Introduction
A block based motion estimation algorithm’s efficiency is determined by block size, number of blocks to search, and search window size. The objective of this project is to detect foreground objects and hence minimize the number of blocks to be searched between frames in order to present a computationally inexpensive motion estimation model, whilst computing an accurate set of motion vectors between frames. A high level representation of the algorithm is as follows:
1. Foreground object detection
2. Block Matching
1. Foreground object detection
2. Block Matching
1. Foreground object detection
Given a background frame, the first task to select the sets of blocks that could possibly represent spatial movement. These sets are the various foreground objects in the frame. A simple yet effective method is employed to implement the same. Initially we perform background subtraction. The easiest and computationally inexpensive way is to take the difference between the current frame and the background frame. A better approach would be to implement a mixture-of-gaussians approach, but at the cost of additional computational complexity. Since the algorithm makes use of a simple difference image, it is specially suited for video surveillance applications, where the background is relatively stationary.
We now create a mask that represents the pixels that vary across frames. All corresponding pixels are marked white, as displayed in Figure 2.

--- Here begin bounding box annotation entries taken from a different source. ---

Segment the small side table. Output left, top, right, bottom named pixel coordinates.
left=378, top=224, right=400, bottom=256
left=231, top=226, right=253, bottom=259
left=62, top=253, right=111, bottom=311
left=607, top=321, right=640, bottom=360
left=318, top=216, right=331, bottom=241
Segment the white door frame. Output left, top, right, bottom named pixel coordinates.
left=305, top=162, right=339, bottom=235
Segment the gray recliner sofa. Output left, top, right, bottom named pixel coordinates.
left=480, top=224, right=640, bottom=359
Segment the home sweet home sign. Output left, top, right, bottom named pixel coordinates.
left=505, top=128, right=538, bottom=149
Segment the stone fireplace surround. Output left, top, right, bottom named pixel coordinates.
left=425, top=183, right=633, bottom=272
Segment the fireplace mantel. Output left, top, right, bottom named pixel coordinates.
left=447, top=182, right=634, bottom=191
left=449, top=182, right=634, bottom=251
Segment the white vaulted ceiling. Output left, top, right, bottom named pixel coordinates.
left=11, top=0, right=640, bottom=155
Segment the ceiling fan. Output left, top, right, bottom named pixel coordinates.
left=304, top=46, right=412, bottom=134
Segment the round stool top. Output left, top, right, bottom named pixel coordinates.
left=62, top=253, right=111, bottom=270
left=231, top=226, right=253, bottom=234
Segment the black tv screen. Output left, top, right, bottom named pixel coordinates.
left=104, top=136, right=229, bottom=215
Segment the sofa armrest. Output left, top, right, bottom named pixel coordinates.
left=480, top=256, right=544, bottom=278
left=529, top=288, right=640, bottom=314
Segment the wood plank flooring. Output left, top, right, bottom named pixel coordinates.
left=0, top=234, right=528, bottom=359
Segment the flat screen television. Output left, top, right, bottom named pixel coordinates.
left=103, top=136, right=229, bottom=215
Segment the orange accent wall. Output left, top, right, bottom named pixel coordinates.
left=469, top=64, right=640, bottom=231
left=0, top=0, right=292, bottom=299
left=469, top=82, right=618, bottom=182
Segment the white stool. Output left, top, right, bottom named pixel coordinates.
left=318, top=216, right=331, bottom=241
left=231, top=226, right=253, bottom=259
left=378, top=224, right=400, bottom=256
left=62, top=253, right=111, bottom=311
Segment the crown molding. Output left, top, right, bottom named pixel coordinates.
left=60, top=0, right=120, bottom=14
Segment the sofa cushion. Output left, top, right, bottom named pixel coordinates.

It is observable that due to noise there are singular pixels in the mask that are marked white, even though they are originally a part of the background. This noise is to be filtered out. A median filter is more desirable than a mean filter because an arithmetic mean performs a blur operation, which is not desirable in this case. Hence a median filter is applied to the mask, to yield Figure 3.
The last operation for object detection is to find contours and draw a bounding rectangle. But when that is implemented immediately after this step the, black patches within the foreground object are also detected. This is not the desired outcome. To prevent this, we implement two iterations of dilation and one iteration of erosion. This fills up the black patches within the foreground. The output of this step is shown in Figure 4.
We now find the contours of the object. OpenCV’s findContours() function tracks basic transitions from black to white and vice versa, and marks the contour locations accordingly. But the contours are not a closed curve. Hence we call approxPolyDP(), which helps link the various point to generate a closed contour. The function boundingRect() helps generate a rectangle surrounding the extremes of the contour.
We now normalize this rectangle to fit a grid of 8x8 blocks. The blocks contained in this grid are the only blocks to be searched in the next frame.
2. Block Matching
Block Matching is performed by the calcMinSAD() function. The function creates a search window of size 56x56 around the block’s original position, and searches for the best match block in the next frame (with a Raster Scan) that has minimum SAD. The function also ensures that if there are multiple blocks with the same minimum SAD, it selects the block with the least distance from the original position. Unfortunately it is impossible to calculate the endpoint error in the motion field because the ground truth is not available for the given image dataset. The resultant motion field is as follows.
3. Conclusion and Future Work
Thus object based selection of blocks to be searched helps speed up the process of motion estimation. The next key factor is to modify the search window size, based on previous information of the speed of movement of objects across frames. This will be implemented during my directed research under Dr. Nam Ling's guidance, at Santa Clara University.